Pracownicy fundacji chwalili się wcześniej m.in. tym, że kampanie "Today, we are still on the side of truth" i "Testimony of truth", za pomocą których próbowano walczyć ze sformułowaniem "polskie obozy śmierci, dotarły do ponad 180 mln odbiorców na całym świecie. Komentatorzy natychmiast wychwycili, że PFN nie podała źródła tych danych i zarzucali, że są wyssane z palca.
Z kolei gdy w związku z nowelizacją ustawy o IPN wybuchł międzynarodowy konflikt, Polska Fundacja Narodowa przygotowała dla rządu specjalny spot. Wtedy okazało się, że 30-sekundowy film w całości składał się z wyprodukowanej kilka miesięcy wcześniej animacji "Niezwyciężeni", która za pomocą głosu Seana Beana opowiadała uproszczoną historię Polski od czasów II wojny światowej do zwycięstwa Solidarności.
Pod koniec stycznia Polska Fundacja Narodowa po raz kolejny wzbudziła kontrowersje, gdy próbowała edukować odbiorców na temat obozów koncentracyjnych. Chciano podkreślić, że były nazistowskie, a nie polskie. Pracownikom PFN umknęło wtedy, że grafika wykorzystana w kampanii przedstawiała flagę współczesnych Niemiec, a nie tę Trzeciej Rzeszy.

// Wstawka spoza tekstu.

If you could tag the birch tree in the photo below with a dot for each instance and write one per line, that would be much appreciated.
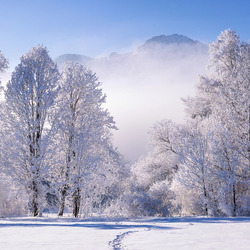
(30, 96)
(85, 129)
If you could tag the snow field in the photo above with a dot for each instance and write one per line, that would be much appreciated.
(137, 233)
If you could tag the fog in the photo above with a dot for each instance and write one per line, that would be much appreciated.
(146, 86)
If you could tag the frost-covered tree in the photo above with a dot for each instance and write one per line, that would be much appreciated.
(85, 133)
(30, 96)
(223, 99)
(152, 175)
(3, 62)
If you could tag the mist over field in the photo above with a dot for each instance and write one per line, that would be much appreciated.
(146, 85)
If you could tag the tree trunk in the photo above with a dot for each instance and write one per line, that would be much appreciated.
(62, 201)
(35, 205)
(76, 202)
(234, 201)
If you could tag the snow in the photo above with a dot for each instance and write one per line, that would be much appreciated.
(137, 233)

We wrześniu zeszłego roku PFN zasłynęła kontrowersyjną kampanią informacyjną "Sprawiedliwe sądy", która była zbieżna z retoryką PiS dotyczącą stanu polskiego sądownictwa. Wątpliwości wzbudził fakt, że w ten sposób działała na rzecz partii rządzącej, będąc jednocześnie finansowaną z publicznych pieniędzy.